Luebben also counters the assertion that the Pueblo should have acted when Congress first authorized the Baca settlement.

“As a historical reality, the government never contacted the Pueblo and said, ‘Is the Baca float OK with you?’ “Luebben said. “It’s virtually certain that no one in the Pueblo knew anything about the Baca grant. Just one day the Bacas showed up and turned loose their livestock.”

Luebben cites a history of the federal government violating its obligations as trustee of indigenous lands by allowing various forms of encroachment, backed up by court decisions that trivialize aboriginal Indian title.

“In complete disregard of the Supreme Court decision in Santa Fe Pacific in 1941, they proceeded to argue in the ICC that creation of a National Forest, creation of Taylor Grazing Districts and homesteading and mining locations, extinguished indigenous title,” Luebben said. He asks how people trespassing on Indian lands can possibly give the government title.

“It’s like my neighbor comes over and camps in my backyard and the next morning the BLM comes over and says you just lost your land to the federal government as the result of gradual encroachment by white settlers,” Luebben said.

“It’s preposterous, but everybody accepted it.”

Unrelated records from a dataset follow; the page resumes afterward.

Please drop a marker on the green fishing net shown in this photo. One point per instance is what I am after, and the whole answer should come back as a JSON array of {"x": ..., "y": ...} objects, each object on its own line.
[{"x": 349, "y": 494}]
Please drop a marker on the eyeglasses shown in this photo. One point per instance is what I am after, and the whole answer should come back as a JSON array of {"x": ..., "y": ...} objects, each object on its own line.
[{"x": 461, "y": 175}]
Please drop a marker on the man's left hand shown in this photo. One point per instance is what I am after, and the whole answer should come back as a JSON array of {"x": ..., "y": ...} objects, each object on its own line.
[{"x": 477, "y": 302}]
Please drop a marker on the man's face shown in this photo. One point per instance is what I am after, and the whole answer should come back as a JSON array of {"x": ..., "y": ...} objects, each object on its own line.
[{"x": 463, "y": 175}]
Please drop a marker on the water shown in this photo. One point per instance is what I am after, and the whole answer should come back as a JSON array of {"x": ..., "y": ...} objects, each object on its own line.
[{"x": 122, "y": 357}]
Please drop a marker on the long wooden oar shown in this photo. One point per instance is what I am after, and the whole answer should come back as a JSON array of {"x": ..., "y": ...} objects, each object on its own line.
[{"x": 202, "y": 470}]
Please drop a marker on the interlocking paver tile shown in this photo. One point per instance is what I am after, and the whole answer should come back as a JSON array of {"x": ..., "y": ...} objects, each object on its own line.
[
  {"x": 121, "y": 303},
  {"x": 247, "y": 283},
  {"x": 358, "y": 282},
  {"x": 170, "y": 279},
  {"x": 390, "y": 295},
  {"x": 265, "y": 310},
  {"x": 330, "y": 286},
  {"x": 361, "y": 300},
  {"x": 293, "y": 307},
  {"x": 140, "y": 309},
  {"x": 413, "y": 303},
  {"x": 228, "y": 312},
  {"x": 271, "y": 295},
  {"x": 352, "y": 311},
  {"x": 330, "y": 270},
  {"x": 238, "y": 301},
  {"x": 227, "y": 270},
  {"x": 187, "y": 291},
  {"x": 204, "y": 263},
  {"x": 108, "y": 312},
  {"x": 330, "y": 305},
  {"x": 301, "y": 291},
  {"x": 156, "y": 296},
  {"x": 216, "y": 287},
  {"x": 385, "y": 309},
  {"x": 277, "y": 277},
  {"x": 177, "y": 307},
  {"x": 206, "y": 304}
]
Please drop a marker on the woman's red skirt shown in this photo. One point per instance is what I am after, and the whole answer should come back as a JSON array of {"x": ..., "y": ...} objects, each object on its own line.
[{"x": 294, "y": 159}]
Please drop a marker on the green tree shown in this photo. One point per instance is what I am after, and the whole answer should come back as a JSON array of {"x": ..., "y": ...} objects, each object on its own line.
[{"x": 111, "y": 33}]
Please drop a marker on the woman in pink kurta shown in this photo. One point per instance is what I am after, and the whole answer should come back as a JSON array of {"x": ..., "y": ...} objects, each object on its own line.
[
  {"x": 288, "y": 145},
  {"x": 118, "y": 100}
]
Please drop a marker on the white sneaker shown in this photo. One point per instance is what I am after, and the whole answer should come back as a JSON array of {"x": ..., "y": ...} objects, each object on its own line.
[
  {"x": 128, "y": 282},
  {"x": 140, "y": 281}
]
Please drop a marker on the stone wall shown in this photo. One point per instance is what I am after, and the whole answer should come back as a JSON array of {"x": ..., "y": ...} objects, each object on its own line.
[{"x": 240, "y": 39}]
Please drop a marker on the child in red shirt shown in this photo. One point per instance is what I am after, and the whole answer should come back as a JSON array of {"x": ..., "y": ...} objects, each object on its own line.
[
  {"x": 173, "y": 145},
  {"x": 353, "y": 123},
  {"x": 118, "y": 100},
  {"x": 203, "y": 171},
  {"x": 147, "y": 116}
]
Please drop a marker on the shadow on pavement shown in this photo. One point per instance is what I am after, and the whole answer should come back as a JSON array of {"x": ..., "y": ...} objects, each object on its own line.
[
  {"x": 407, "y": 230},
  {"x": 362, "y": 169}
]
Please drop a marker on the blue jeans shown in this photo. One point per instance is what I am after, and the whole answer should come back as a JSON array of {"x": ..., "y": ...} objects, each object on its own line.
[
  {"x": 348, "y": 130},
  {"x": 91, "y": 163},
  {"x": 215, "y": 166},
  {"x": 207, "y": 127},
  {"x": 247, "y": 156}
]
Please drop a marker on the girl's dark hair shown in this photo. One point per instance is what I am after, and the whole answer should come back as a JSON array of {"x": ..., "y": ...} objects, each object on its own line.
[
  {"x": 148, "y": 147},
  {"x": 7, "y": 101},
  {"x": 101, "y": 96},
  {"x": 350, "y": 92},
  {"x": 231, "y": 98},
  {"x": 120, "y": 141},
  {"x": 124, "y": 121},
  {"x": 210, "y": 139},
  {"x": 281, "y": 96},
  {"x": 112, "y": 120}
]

The government also claims that the pueblo lost its property rights under the Treaty of Guadalupe Hidalgo, which ceded New Mexico to the United States. However, that treaty binds the United States government to honoring all existing property rights.

“The proposition that the pueblos lost any property rights under the Treaty of Guadalupe Hidalgo is directly contrary to the meaning and intent of the treaty,” Luebben said.

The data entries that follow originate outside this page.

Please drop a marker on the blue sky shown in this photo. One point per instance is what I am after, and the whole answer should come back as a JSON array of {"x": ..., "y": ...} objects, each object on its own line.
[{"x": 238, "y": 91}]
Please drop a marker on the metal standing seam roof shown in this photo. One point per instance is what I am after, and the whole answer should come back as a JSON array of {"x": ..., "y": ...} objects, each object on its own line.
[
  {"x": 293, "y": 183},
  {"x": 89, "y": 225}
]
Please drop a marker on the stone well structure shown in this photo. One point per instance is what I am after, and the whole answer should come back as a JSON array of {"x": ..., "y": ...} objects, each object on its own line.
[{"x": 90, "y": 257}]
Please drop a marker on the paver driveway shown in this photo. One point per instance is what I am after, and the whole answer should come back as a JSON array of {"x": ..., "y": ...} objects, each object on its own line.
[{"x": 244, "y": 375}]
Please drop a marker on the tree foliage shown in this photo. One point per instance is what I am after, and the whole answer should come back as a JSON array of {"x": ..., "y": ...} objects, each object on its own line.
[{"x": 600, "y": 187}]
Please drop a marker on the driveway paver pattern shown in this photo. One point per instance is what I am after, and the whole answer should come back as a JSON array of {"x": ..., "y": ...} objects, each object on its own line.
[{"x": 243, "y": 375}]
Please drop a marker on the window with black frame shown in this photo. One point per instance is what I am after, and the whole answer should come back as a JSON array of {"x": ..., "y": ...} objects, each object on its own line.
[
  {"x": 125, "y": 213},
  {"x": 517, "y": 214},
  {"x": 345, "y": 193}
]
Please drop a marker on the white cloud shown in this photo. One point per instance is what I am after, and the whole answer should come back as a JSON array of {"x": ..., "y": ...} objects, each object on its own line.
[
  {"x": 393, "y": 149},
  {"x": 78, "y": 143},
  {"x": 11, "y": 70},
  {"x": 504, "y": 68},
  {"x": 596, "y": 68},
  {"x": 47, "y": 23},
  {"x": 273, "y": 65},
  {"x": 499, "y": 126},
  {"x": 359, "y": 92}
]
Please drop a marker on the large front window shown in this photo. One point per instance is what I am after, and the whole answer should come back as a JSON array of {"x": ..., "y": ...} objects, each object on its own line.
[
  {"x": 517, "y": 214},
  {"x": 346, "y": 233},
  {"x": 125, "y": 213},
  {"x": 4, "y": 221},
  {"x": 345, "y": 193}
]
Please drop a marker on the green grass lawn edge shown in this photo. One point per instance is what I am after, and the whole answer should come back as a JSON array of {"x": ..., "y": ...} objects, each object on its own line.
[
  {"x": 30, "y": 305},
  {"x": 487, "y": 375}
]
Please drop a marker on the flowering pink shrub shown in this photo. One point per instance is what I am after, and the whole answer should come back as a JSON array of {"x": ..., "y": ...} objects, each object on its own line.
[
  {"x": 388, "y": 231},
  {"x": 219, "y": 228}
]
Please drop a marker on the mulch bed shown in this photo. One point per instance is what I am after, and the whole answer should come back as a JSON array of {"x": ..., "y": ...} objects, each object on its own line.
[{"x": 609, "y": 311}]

When the U.S. Government took over, Jémez held its ancestral lands pursuant to Indian title, which many courts have said “is as sacred as fee simple,” according to Luebben, as well as the Ojo Del Espiritu Santo grant, which the Spanish government awarded to Zia, Jemez and Santa Ana Pueblos in1766.

The Surveyor General of New Mexico, charged with investigating land claims, upheld the Ojo del Espiritu Santo Grant, but Congress failed to confirm it. Attempts to judicially rectify this failed. A Supreme Court decision denied the pueblos’ claim on the grounds that it was not a land grant but merely a grazing permit. The Court then held that the grazing permit was revoked by the Treaty of Guadalupe Hidalgo.

The government filing also declares that Jemez Pueblo cannot claim exclusive use and occupancy of the Valles Caldera since it did not assert its rights at the time of the Baca grant or in the Indian Claims Commission.

Luebben said that the pueblo’s aboriginal Indian title was established by exclusive use and occupancy over several centuries. Archeological evidence supports Jemez occupancy as early as the 12th century.

“The law of aboriginal Indian title is that once you establish it, you continue to hold it,” Luebben said. “If the military or settlers come in and push the tribe out, that does not extinguish aboriginal title because that doesn’t meet the standards of Santa Fe Pacific. And to say that they had to go to war or attack their neighbors to preserve their aboriginal title after the United States improvidently gave it to the heirs of Luis Maria Cabeza de Baca is a bit extreme.”

This lawsuit could break new ground in Indian land claims.

“This may be the first time that any Indian tribe has tried to prove its Indian title as against the United States under the Quiet Title Act. And that is a comment on this history going back to the early part of the last century, when attorneys representing tribes simply assumed that the government somehow stole all Indian land outside of BIA recognized reservation boundaries fair and square. Here, the government forgot to steal it.” Luebben said.

“It also reflects the fact that there was no waiver of sovereign immunity that would allow a suit against the United States to recover Indian title lands until 1976.”

The deadline for Jemez Pueblo to file a response to the government’s motion to dismiss is scheduled for the end of this month.